Centolanza e Gli Splendidi: “Il Giorno, Poi La Notte” (2018) – di Marco Valerio Sciarra

Non c’è più niente ormai che scandisca il ritmo delle stagioni, che ti renda orgoglioso delle tue origini, un legame con la terra, un legame con la luna e le sue fasi. Non c’è niente: è un continuo susseguirsi di albe e tramonti, di mattino, pomeriggio e notte. Luce del sole e luce dei lampioni e delle insegne dei bar, per queste esistenze inghiottite dal cemento, dal tormento. Ti salva soltanto l’idea che tutta questa tristezza sia un gioco. Alessandro Centolanza, coadiuvato dalla band degli Splendidi, ha ideato dieci giochi seri, dieci sorridenti amarezze per il suo nuovo progetto discografico, “Il Giorno, Poi La Notte”, uscito nel 2018 con la consueta eleganza del libretto a cui ormai Squilibri Editore ci ha abituati. Alessandro racconta, supportato da una formazione di Splendidi musicisti con Filippo Cuomo Ulloa (chitarra, pianoforte, cori), Tazio Forte (fisarmonica, pianoforte), Arturo Garra (clarinetto, pianoforte), Vito Zeno (basso elettrico), Stefano Grasso (batteria, xilofono, rumori), una storia che si dipana lungo le ore della giornata dall’alba alla notte. Ogni brano, come ogni ora, scandito da un genere musicale diverso, così come cambia la luce. Dopo anni di apprendistato e collaborazioni all’estero, Alessandro trova finalmente la sua forma canzone allineandosi sensibilmente al cantautorato italiano di una certa qualità ma sa completare i suoi testi poetici con le strutture musicali più svariate.

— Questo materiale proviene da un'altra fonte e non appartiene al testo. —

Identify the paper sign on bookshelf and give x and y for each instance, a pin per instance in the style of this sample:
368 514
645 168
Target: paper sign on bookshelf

Jazz Manouche, Swing, Teatro Canzone, Folk, marcetta tradizionale, Rock sperimentale. Tutto intriso da un’ironia sorniona che si aggira tra i versi, permettendo alle storie che racconta di non ammantarsi di un’epica esagerata, spogliandole di tragicità e rendendole episodi di tutti i giorni. Momenti che chiunque può vivere. L’ascoltatore protagonista di questa Giornata Infernale, che è l’inizio della narrazione, salta sulla brace del ritmo incalzante per poi farsi trascinare lungo il corso delle ore, partecipe e testimone di questo imbrunire che lentamente logora la luce e colora i brani di un’intensità che soltanto l’oscurità della notte può dare.  

Tracklist: 1. Giornata infernale. 2. L`amore tragico. 3. Casalinga di Voghera.
4. Son qui seduto. 5 Aiuto aiuto. 6. Se io fossi milionario. 7. Ieri sera (Dicevi che mi odiavi).
8. Una tua illusione. 9. Un altro addio. 10. Vorrei essere terrone.